I have been told that EMC could read encoders on steppers and actually stop the program with a position following error(ferror) if the motor lost position due to a stall, drive fault, or loss of power. Although it would not correct itself, it would stop the machine if the motor got out of position.
The ferror setting in the .ini of the EMC controls this value and mine is currently set at .002 inch. This means that if the position error ever exceeds this value at anytime during rapid moves, heavy cuts, dull tool, etc., the program would stop and allow an opportunity to correct the problem. It also provides the added benefit of not having a tool set down out of position after a heavy cut.
Recently, I purchased some used stepper motors that had encoders already mounted on them, and connected them to my machine using two parallel ports. One port outputs the step and direction commands to the Gecko 203v drives, and, the other port reads the limit switches and encoder counts. I assumed the encoder counts would have to match the motor counts (i.e. 10000 step pulses per inch must equal 10000 encoder counts per inch,) but that is not the case. It appears that EMC can read just about anything that can be interfaced. My encoders are 1024 quadrature=20480 counts per inch, however, my motors only require 10000 steps per inch.

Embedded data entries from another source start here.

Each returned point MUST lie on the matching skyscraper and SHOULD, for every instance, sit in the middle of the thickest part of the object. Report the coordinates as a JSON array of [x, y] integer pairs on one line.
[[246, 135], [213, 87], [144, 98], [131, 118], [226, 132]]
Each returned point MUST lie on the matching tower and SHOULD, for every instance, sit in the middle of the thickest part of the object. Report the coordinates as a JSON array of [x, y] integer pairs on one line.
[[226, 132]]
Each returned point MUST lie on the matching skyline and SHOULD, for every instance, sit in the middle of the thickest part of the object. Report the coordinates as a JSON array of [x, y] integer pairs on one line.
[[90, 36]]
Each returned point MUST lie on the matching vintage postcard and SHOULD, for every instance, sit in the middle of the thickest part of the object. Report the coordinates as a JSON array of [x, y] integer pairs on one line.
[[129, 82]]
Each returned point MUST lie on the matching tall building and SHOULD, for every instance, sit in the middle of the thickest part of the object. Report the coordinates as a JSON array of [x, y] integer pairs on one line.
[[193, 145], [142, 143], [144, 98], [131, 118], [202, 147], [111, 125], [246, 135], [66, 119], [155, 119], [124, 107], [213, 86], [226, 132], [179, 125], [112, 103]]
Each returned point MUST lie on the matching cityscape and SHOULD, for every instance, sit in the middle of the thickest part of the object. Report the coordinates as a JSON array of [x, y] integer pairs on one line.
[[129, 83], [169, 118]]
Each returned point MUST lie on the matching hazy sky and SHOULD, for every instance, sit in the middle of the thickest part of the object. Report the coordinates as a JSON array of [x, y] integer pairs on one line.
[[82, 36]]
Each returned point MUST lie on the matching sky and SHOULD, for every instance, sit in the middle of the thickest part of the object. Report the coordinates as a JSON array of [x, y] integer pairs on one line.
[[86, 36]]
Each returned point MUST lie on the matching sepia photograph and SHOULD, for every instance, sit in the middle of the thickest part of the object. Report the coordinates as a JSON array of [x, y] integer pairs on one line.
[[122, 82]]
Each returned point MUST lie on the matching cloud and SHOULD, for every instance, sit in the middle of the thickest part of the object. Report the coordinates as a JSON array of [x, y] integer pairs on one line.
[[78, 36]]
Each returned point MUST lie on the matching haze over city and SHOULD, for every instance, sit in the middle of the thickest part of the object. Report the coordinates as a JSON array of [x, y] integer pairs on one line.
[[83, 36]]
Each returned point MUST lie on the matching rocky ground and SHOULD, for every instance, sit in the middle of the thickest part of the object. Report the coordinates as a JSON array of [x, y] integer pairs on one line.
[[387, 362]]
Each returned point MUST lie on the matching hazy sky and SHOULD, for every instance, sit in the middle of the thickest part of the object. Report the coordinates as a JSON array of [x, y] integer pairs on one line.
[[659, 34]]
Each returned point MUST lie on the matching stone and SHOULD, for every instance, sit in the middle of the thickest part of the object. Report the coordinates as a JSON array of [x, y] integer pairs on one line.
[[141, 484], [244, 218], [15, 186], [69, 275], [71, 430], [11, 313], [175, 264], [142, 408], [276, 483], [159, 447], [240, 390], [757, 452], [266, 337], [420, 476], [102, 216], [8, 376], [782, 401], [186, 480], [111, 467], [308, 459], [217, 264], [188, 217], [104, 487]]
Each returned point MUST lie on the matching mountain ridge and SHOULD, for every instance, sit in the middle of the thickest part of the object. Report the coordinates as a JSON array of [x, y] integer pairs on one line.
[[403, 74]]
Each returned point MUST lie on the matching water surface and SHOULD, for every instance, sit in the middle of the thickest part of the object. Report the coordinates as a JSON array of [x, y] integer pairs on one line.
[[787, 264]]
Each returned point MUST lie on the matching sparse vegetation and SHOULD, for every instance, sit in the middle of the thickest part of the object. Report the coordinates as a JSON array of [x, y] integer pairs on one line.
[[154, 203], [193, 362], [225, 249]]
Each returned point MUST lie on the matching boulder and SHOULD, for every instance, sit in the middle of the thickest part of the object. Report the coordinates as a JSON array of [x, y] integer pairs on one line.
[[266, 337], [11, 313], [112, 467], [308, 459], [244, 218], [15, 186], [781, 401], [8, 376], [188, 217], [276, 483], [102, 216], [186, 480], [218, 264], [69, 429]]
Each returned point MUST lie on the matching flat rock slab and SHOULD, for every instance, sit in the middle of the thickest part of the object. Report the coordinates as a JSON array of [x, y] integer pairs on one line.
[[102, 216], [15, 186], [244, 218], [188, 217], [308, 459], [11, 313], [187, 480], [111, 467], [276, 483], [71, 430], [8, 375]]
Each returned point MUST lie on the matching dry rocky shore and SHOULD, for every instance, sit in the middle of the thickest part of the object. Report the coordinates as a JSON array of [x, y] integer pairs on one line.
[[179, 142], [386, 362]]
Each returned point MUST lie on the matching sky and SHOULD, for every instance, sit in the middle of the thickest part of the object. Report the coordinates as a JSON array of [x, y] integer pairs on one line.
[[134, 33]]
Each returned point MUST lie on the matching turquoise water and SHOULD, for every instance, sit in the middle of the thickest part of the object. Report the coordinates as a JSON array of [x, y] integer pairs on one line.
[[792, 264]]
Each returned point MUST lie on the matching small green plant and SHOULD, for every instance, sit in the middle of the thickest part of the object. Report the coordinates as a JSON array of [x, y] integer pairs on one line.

Although this is not a problem for EMC, in my case, the only drawback is the amount of encoder counts per second that I can read in realtime, which is limited by my breakout board. I can generate enough step pulses to move my quill at 240 ipm rapid, but, since my encoder count is more than twice what my motors require, the encoder becomes the bottleneck. Since motors can't run any faster than either step pulses can be generated, or encoder counts can be read, my encoders determine my maximum rapid rate. I currently have my machine working flawlessly at 100 ipm rapid with realtime feedback. I am happy with this because my machine only had 120 ipm rapid from the factory, and, I know that if my encoders matched my motor counts, it would be twice as fast.
I am posting my .ini and .hal files for anyone who wants to use them as a guideline. If anyone adds encoders to their stepper motors, they won't be disappointed. Additionally, if encoders with an index channel are used, they will also home to the index. This means it will set itself to a particular mark on the encoder so that homing will be on the money everytime, just like a real cnc.
The next logical step would be to link the feedback to the adaptive feed rate in EMC. This would actually slow the feedrate down if the motor approaches a stall and let the machine continue operation without losing its position. If the load continued all the way to a feed rate of zero, it would halt the machine with an ferror. Potentially, It could also provide an acceleration increase due to the fact that the motor won't stall. This method allows utilizing everything that the motor is mechanically capable of providing.